“Pagi Suster. Saya keluarga pasien bernama Indah. Bagaimana perkembangan saudara saya?” tanya Zara sebelum meminta izin masuk keruang ICU.
“Pagi Ibu, kebetulan sekali Ibu sudah datang. Ada yang mau saya sampaikan perihal pasien Indah,” jawab perawat jaga.
“Dia baik-baik saja kan, Suster?” tanya Zara cemas.
“Sejauh ini, pemeriksaan mengenai kondisi fisiknya baik. Hanya saja, saat akan menyusui bayinya, ibu Indah agak ragu dan tampak bingung. Kemungkinan besar hal itu disebabkan oleh trauma pada benturan saat ia terjatuh, seperti yang ia sampaikan,” jawab perawat tersebut.

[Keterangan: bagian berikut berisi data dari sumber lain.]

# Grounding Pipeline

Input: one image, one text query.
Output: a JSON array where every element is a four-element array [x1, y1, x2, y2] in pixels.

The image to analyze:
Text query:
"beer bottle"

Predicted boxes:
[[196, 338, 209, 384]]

“Iya Suster. Sepertinya cedera kepalanya yang buat saudara saya sedikit mengalami amnesia. Tapi, kalau dia sudah mengingat jatuh dari tangga, kemungkinan besar dia akan mengingat kembali semua peristiwa yang terjadi,” ujar Zara bernapas lega.
“Baiklah Bu, kemungkinan besar hari ini pasien akan kita pindahkan ke ruang perawatan VIP A," jelas perawat tersebut.

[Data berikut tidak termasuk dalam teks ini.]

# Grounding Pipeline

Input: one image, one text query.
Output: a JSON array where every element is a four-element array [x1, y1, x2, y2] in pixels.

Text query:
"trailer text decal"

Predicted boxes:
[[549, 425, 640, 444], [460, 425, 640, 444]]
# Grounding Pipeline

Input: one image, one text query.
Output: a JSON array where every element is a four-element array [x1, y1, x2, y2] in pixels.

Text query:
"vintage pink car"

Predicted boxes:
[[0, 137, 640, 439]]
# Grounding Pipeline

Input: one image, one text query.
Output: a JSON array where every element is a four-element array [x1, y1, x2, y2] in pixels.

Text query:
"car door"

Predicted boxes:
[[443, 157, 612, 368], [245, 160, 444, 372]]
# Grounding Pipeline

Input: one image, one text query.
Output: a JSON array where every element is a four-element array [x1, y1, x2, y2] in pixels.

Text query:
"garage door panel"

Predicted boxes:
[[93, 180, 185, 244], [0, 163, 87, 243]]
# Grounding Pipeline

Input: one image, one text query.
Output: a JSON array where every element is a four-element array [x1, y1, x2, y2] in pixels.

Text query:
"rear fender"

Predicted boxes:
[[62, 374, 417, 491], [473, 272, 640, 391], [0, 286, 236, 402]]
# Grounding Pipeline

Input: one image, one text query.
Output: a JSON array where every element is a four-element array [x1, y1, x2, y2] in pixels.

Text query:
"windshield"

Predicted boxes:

Zara menganggukkan kepala dan berucap. “Baik suster, saya setuju kepindahan itu. Tapi, saya minta agar tidak bisa dijenguk oleh siapa pun, kecuali saya. Tolong koordinasikan pula hal ini dengan semua perawat. Saya rasa kepala perawat telah memberitahukan alasan."
“Baik Ibu, kami paham dengan semua yang sudah ibu sampaikan pada atasan kami," jawab perawat jaga di ruang ICU.
Setelah Zara menyetujui apa yang jadi pertimbangan pihak rumah sakit. Maka Indah pun, pindah ke ruang VIP A.
Sesampai di ruang VIP A, Zara yang melihat Indah tampak terdiam dan tak bereaksi sama sekali, menghampiri dan memberikan album foto yang di bawanya. “Indah, aku bawa beberapa album foto milikmu. Semoga kamu bisa mengingat kenangan indah yang ada di album ini.”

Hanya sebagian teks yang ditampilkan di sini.